Period pain comes in two forms: pain that is caused by an underlying health condition like endometriosis or pain that isn't caused by any medical issues. The latter form, known as primary dysmenorrhoea, is likely to be what you experience every month but scientists are baffled as to what exactly causes it. One theory, however, is that it could be down to family history. So is period pain genetic?
A 2016 study carried out by scientists at Pfizer Inc. and genetics company 23andMe concluded that it is indeed a possibility. Describing their research as the "first genome-wide association study of this form of chronic pain," researchers surveyed 11,800 people who have periods and asked them about the severity of their menstrual cramps.
After gene analysis, the team found a genetic variant associated with individuals of European ancestry that reported severe period pain. This variant was in the gene encoding nerve growth factor (NGF) which sits in a part of the genome responsible for regulating ovarian tissues. Interestingly, a link between NGF and chronic pain mediation has already been revealed.
“To date, the genetic basis of pain severity for dysmenorrhea remains largely unknown,” 23andMe's senior scientist, Nick Furlotte, said in a statement. “Our findings could provide deeper insight into potential treatments for what is a chronic and debilitating condition.”
In the two years since those results were published, few advances have been made in determining whether genes really are responsible for period pain. However, the personal experiences of many sufferers has led doctors to believe that menstrual cramps "run in the family." The only problem is that medical experts have long been unsure "whether that is a genetic trait [or] whether it's related to a condition like endometriosis[..]" Dr. Paul R Weber told SheKnows.

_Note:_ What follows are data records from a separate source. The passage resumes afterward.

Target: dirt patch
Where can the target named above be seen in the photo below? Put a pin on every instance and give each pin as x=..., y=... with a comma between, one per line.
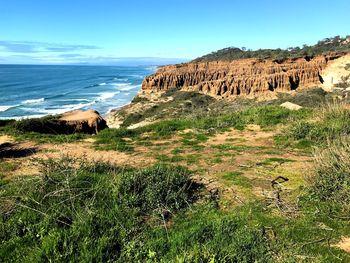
x=344, y=244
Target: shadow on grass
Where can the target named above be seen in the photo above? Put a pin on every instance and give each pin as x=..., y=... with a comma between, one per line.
x=13, y=150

Dr. Heather Currie, spokesperson for the Royal College of Obstetricians and Gynaecologists, told me that she isn't aware of any research into the link between period pain and genetics. But she makes an interesting point in that there could be a psychological element to period pain, although she stresses that she's not saying "it's all in your head" because "people genuinely do suffer from the bleeding and the pain."
She went on to explain that perception and anticipation are associated with any kind of pain, adding: "So a part of [period pain] could be that if we see our mums suffering in this way, is that what we're expecting? It doesn't mean we're not having the pain but how we react to it may be influenced by how we saw our mothers dealing with it."
Currie's main point, however, is that "The pain is something that's unnecessary. Whether it's genetic or not, what there is is a lack of proactiveness in managing it." It's important to let those who suffer with period pain know "about the options like the use of [certain] contraceptive pills, for example."
As Bupa states, what is common knowledge among the medical community is that prostaglandins — chemicals that cause the tightening of the uterine muscles thereby temporarily stopping blood supply to the womb — cause period pain. And studies, some dating as far back as the '80s, have found a link between increased prostaglandin levels and more severe menstrual pain.
It's clear that some people suffer more than others during their time of the month, but more research will need to be carried out before a genetic link can be determined to be the reason why. Unfortunately, as Currie mentions, research into period pain and its treatment is scant. One doctor, Richard Legro, has even found it hard to get his research funded, telling Quartz: “I think the bottom line is that nobody thinks menstrual cramps is an important public health issue.”
John Gillebaud, a professor of reproductive health at University College London, echoed Legro's sentiment to the publication, adding that "it hasn’t been given the centrality it should have. I do believe it’s something that should be taken care of, like anything else in medicine."
Only time will tell if that really does happen.